Sicché faccio spallucce, arricciando appena le labbra, ignorando il lampo improvviso di romanticismo da parte di mia zia, «Andato anche lui. Ora sono con i miei amici» spiego ridacchiando, senza aver premura di nascondere dalla sua vista la mia fiaschetta.
«Sembrano delle belle persone» ammette Angelica dopo aver donato loro una rapida e fugace occhiata, dopodiché, scoppia a ridere sguaiatamente non riuscendosi a trattenere ulteriormente, «le belle persone le riconosci subito... sono quelle che non frequenti!» confessa con sarcasmo.
Ovviamente mi metto a ridere assieme a lei, essendo la sua risata assurdamente coinvolgente e dannatamente contagiosa come un virus. Tanto che sono costretta ad appoggiarmi al suo braccio, altrimenti rischio di perdere l'equilibrio di nuovo.
«Shhhh. Prometto che non dirò al mio fratellone di quanto siamo ubriache fradice» borbotta la zia portandosi il dito indice goffamente dinanzi alla bocca, senza smettere di sghignazzare. Palesemente ubriache tutte e due.
Poi, senza minimo ritegno, ella afferra Ludovico per la mano e lo fa ballare insieme a noi.
Io, mia zia Angelica, la sua nuova avventura Titòu e Ludovico, tutti e quattro impegnati a ballare nel peggior modo possibile, seppur tanto esilarante. Ludovico non emette una singola parola, si lascia trascinare dall'esuberanza di mia zia, nessuno ha scampo con lei.
Quando la band comincia a suonare "Rape me", Titòu lo vedo avvicinarsi ai sottoscritti dopo essersi dedicato per qualche istante al display del suo cellulare, ed egli si mette a gridare che un suo amico li ha appena invitati a raggiungerlo al Blue Velvet, una discoteca decisamente conosciuta e rinomata di Firenze. Famosa per il suo arredo, per i suoi specchi e per le sue luci totalmente blu. Blu ovunque.

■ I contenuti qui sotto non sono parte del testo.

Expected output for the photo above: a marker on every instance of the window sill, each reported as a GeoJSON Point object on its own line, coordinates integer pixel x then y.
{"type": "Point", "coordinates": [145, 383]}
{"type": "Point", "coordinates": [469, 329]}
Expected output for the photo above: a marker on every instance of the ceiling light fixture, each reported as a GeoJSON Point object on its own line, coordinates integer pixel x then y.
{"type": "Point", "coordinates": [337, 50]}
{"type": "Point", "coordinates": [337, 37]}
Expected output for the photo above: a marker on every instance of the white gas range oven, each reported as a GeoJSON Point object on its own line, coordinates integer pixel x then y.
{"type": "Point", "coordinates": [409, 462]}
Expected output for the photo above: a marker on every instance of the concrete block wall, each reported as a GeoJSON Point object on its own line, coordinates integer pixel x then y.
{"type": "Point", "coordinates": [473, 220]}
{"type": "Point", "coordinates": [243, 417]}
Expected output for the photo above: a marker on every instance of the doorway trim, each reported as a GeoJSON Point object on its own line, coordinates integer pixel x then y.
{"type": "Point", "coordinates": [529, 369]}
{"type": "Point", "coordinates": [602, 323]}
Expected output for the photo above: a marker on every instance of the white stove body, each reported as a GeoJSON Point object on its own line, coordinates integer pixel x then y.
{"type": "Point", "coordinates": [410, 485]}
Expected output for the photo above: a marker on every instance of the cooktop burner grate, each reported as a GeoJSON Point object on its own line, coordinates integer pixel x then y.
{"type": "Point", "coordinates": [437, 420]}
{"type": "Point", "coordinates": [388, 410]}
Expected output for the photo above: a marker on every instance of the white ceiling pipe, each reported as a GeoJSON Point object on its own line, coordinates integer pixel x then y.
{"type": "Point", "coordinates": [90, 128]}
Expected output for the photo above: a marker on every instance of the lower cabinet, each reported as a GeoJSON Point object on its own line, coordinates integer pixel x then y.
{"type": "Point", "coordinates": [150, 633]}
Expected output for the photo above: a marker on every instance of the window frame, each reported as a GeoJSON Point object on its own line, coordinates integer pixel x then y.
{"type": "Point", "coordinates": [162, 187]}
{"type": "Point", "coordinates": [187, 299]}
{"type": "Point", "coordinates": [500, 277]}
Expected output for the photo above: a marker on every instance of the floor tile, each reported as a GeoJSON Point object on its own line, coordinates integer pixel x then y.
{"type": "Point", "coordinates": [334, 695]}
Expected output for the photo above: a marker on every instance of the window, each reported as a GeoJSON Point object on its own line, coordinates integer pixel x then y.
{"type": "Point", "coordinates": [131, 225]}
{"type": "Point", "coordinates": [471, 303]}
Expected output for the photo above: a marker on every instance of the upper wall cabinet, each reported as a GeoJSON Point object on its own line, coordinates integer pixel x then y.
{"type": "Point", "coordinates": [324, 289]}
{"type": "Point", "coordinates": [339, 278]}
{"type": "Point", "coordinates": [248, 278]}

Titòu ci informa che li farà entrare lui visto che ha un tavolo prenotato all'interno.
«Che stiamo aspettando? Andiamo!» ci precede Angelica accettando di buon grado.
E senza attendere una risposta da parte mia e di Ludovico ci afferra entrambi per mano, come due bambini, incitando Titòu ad agguantare la mia libera. In questa bislacca e singolare posizione, tutti e quattro usciamo e abbandoniamo il Madama Butterfly e la serata a tema Nirvana, avviandoci verso questo Blue Velvet, poco lontano lì.

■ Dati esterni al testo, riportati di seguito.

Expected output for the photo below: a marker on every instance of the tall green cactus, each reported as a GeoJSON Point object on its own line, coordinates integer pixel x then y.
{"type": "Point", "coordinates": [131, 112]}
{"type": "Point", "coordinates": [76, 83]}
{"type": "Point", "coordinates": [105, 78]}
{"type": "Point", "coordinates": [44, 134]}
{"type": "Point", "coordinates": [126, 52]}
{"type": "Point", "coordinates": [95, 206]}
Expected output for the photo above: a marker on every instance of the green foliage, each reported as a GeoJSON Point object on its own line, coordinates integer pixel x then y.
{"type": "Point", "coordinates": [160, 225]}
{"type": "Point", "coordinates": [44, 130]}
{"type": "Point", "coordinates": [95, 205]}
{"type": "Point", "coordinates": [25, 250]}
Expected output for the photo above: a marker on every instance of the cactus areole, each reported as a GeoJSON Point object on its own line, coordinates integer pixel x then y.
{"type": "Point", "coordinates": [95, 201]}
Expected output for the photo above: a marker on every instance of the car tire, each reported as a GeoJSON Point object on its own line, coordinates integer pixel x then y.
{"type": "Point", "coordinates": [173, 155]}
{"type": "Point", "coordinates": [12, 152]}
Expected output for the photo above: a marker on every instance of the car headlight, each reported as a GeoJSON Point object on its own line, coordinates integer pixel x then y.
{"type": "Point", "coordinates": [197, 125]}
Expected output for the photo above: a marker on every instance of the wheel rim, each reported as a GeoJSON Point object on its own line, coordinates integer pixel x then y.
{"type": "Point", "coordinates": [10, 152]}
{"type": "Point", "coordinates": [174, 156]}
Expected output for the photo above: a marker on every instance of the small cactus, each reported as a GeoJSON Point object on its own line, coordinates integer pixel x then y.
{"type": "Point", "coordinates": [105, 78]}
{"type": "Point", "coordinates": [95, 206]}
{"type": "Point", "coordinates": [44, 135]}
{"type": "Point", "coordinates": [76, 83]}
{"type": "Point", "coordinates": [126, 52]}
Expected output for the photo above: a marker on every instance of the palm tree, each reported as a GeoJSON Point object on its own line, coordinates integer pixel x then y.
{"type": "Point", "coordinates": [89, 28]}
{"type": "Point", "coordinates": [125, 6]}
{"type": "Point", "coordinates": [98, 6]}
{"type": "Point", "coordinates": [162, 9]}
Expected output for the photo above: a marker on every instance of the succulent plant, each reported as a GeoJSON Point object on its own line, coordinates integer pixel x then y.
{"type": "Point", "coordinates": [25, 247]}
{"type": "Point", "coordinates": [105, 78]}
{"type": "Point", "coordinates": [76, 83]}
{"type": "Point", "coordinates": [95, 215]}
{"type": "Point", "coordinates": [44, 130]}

Ci immergiamo nella notte, dentro i vicoli stretti e poi larghi e poi nuovamente stretti di Firenze. Della bellissima e magica Firenze. Corriamo, corriamo all'impazzata racimolando ossigeno dentro i polmoni, ansimando e gettando all'infuori nuvoline di calore.

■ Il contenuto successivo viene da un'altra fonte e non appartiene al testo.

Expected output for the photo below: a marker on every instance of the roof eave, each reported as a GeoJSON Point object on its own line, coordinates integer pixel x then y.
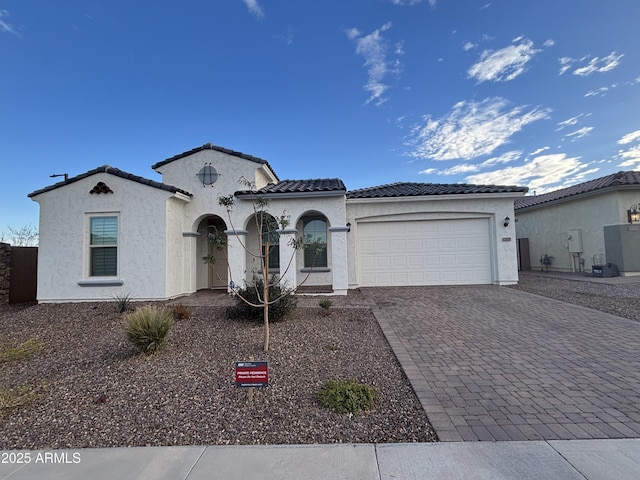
{"type": "Point", "coordinates": [331, 193]}
{"type": "Point", "coordinates": [437, 197]}
{"type": "Point", "coordinates": [578, 196]}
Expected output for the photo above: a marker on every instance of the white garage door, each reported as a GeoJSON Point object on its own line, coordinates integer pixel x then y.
{"type": "Point", "coordinates": [430, 252]}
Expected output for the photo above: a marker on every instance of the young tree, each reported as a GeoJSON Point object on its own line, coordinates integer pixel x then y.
{"type": "Point", "coordinates": [267, 228]}
{"type": "Point", "coordinates": [26, 236]}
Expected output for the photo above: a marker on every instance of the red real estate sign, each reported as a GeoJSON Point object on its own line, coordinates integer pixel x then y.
{"type": "Point", "coordinates": [252, 374]}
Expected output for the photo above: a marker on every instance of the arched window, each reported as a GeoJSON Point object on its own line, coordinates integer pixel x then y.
{"type": "Point", "coordinates": [315, 241]}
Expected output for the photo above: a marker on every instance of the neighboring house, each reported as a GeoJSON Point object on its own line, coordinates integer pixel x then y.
{"type": "Point", "coordinates": [575, 228]}
{"type": "Point", "coordinates": [107, 232]}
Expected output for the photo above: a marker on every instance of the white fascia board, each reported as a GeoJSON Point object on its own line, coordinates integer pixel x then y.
{"type": "Point", "coordinates": [291, 195]}
{"type": "Point", "coordinates": [435, 198]}
{"type": "Point", "coordinates": [182, 196]}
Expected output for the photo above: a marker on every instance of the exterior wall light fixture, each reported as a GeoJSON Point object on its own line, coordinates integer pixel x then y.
{"type": "Point", "coordinates": [633, 215]}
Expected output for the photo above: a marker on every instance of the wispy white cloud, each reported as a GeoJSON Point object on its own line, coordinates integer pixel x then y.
{"type": "Point", "coordinates": [538, 174]}
{"type": "Point", "coordinates": [373, 48]}
{"type": "Point", "coordinates": [599, 65]}
{"type": "Point", "coordinates": [539, 150]}
{"type": "Point", "coordinates": [255, 8]}
{"type": "Point", "coordinates": [569, 122]}
{"type": "Point", "coordinates": [5, 26]}
{"type": "Point", "coordinates": [471, 129]}
{"type": "Point", "coordinates": [505, 64]}
{"type": "Point", "coordinates": [631, 156]}
{"type": "Point", "coordinates": [630, 138]}
{"type": "Point", "coordinates": [413, 2]}
{"type": "Point", "coordinates": [593, 65]}
{"type": "Point", "coordinates": [506, 157]}
{"type": "Point", "coordinates": [565, 64]}
{"type": "Point", "coordinates": [581, 132]}
{"type": "Point", "coordinates": [598, 92]}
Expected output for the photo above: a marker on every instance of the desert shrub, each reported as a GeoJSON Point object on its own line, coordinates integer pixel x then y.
{"type": "Point", "coordinates": [19, 396]}
{"type": "Point", "coordinates": [122, 302]}
{"type": "Point", "coordinates": [180, 312]}
{"type": "Point", "coordinates": [147, 327]}
{"type": "Point", "coordinates": [286, 302]}
{"type": "Point", "coordinates": [346, 396]}
{"type": "Point", "coordinates": [326, 305]}
{"type": "Point", "coordinates": [24, 350]}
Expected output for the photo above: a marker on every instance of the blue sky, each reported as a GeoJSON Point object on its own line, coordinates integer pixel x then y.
{"type": "Point", "coordinates": [542, 94]}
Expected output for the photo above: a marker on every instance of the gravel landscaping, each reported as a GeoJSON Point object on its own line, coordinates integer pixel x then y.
{"type": "Point", "coordinates": [93, 390]}
{"type": "Point", "coordinates": [620, 299]}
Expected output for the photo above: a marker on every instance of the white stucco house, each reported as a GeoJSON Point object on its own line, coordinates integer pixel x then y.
{"type": "Point", "coordinates": [107, 232]}
{"type": "Point", "coordinates": [591, 223]}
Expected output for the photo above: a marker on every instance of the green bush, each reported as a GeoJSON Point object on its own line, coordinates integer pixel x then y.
{"type": "Point", "coordinates": [285, 304]}
{"type": "Point", "coordinates": [346, 396]}
{"type": "Point", "coordinates": [147, 327]}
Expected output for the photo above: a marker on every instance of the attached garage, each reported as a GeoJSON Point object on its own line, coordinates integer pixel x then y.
{"type": "Point", "coordinates": [405, 234]}
{"type": "Point", "coordinates": [425, 252]}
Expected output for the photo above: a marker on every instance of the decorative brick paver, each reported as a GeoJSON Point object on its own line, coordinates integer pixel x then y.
{"type": "Point", "coordinates": [493, 363]}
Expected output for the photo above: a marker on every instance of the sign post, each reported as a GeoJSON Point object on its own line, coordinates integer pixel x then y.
{"type": "Point", "coordinates": [251, 375]}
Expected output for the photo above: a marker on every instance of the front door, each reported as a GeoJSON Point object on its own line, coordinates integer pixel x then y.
{"type": "Point", "coordinates": [218, 272]}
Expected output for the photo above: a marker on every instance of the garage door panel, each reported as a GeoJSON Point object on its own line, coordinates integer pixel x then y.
{"type": "Point", "coordinates": [437, 252]}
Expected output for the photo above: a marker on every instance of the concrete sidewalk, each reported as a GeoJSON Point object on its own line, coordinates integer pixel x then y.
{"type": "Point", "coordinates": [556, 459]}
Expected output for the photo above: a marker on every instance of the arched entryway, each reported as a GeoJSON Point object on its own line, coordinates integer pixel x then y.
{"type": "Point", "coordinates": [212, 275]}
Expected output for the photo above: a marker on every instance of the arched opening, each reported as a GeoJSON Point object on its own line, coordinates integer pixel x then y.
{"type": "Point", "coordinates": [265, 244]}
{"type": "Point", "coordinates": [213, 274]}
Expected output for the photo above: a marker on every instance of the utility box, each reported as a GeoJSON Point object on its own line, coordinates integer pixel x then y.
{"type": "Point", "coordinates": [606, 270]}
{"type": "Point", "coordinates": [574, 239]}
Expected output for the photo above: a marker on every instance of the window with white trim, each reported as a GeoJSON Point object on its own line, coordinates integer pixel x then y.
{"type": "Point", "coordinates": [103, 246]}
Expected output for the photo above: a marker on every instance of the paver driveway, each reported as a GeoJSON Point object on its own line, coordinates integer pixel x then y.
{"type": "Point", "coordinates": [493, 363]}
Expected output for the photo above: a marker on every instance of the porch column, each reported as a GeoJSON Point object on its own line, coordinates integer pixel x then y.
{"type": "Point", "coordinates": [236, 256]}
{"type": "Point", "coordinates": [339, 266]}
{"type": "Point", "coordinates": [189, 265]}
{"type": "Point", "coordinates": [288, 276]}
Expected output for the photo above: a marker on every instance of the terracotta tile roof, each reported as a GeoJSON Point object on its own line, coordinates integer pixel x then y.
{"type": "Point", "coordinates": [319, 185]}
{"type": "Point", "coordinates": [408, 189]}
{"type": "Point", "coordinates": [615, 180]}
{"type": "Point", "coordinates": [118, 173]}
{"type": "Point", "coordinates": [210, 146]}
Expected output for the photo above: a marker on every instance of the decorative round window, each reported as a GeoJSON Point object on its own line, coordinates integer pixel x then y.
{"type": "Point", "coordinates": [208, 175]}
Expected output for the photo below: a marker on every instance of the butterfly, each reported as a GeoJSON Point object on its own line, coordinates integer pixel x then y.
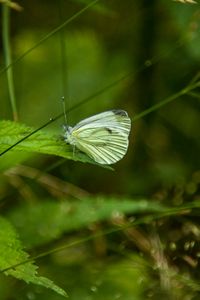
{"type": "Point", "coordinates": [103, 137]}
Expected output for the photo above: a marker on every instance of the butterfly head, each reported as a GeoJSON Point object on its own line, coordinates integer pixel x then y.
{"type": "Point", "coordinates": [68, 135]}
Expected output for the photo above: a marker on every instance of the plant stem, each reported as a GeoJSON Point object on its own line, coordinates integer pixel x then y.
{"type": "Point", "coordinates": [8, 60]}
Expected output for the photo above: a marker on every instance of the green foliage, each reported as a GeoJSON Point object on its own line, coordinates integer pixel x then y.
{"type": "Point", "coordinates": [40, 142]}
{"type": "Point", "coordinates": [12, 254]}
{"type": "Point", "coordinates": [90, 227]}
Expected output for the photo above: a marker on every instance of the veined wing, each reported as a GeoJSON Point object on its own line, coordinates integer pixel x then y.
{"type": "Point", "coordinates": [106, 149]}
{"type": "Point", "coordinates": [105, 137]}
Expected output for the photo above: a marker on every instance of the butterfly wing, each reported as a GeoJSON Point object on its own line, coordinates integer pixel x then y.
{"type": "Point", "coordinates": [103, 137]}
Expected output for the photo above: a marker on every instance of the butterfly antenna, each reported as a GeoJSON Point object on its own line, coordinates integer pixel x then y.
{"type": "Point", "coordinates": [64, 109]}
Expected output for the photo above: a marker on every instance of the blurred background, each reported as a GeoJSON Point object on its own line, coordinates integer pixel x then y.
{"type": "Point", "coordinates": [121, 54]}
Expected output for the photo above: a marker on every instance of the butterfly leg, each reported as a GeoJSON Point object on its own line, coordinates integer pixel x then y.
{"type": "Point", "coordinates": [74, 149]}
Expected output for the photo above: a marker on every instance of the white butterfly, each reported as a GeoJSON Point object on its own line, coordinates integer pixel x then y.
{"type": "Point", "coordinates": [103, 137]}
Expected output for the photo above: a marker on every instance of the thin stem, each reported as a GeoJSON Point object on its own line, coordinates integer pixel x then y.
{"type": "Point", "coordinates": [8, 60]}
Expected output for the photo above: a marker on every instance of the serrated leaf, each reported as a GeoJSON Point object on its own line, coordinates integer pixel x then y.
{"type": "Point", "coordinates": [11, 254]}
{"type": "Point", "coordinates": [43, 222]}
{"type": "Point", "coordinates": [40, 142]}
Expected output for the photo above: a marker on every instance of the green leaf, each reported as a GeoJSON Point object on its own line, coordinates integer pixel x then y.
{"type": "Point", "coordinates": [40, 142]}
{"type": "Point", "coordinates": [11, 254]}
{"type": "Point", "coordinates": [43, 222]}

«Previsioni del tempo per stanotte: buio. Buio continuo per tutta la notte con ampia luce diffusa nella mattinata» urlo al vento visibilmente euforica e fuori di me grazie a un'improvvisa quanto innata gioia, i capelli scompigliati nel freddo frizzante e pungente di novembre.
Corriamo come quattro squinternati, con le nostre risate che si alternano a vicenda. «Quel farabutto d'un George Carlin!» riconosce zia Angelica, boccheggiando per il movimento rapido degli arti inferiori.
«Dovremmo correre così anche per i corridoi della Galleria degli Uffizi!» fa notare Titòu felice di quel cambio di programma, «Come nel film Bande à part», facendo riferimento all'epica corsa per i corridoi del Louvre.
«Tua zia e questo tizio sono proprio schizzati!» riflette Ludovico senza comunque essersi opposto al cambio di serata, con un – oh mio dio – mediocre sorrisino sull'angolo delle labbra. Esattamente a destra.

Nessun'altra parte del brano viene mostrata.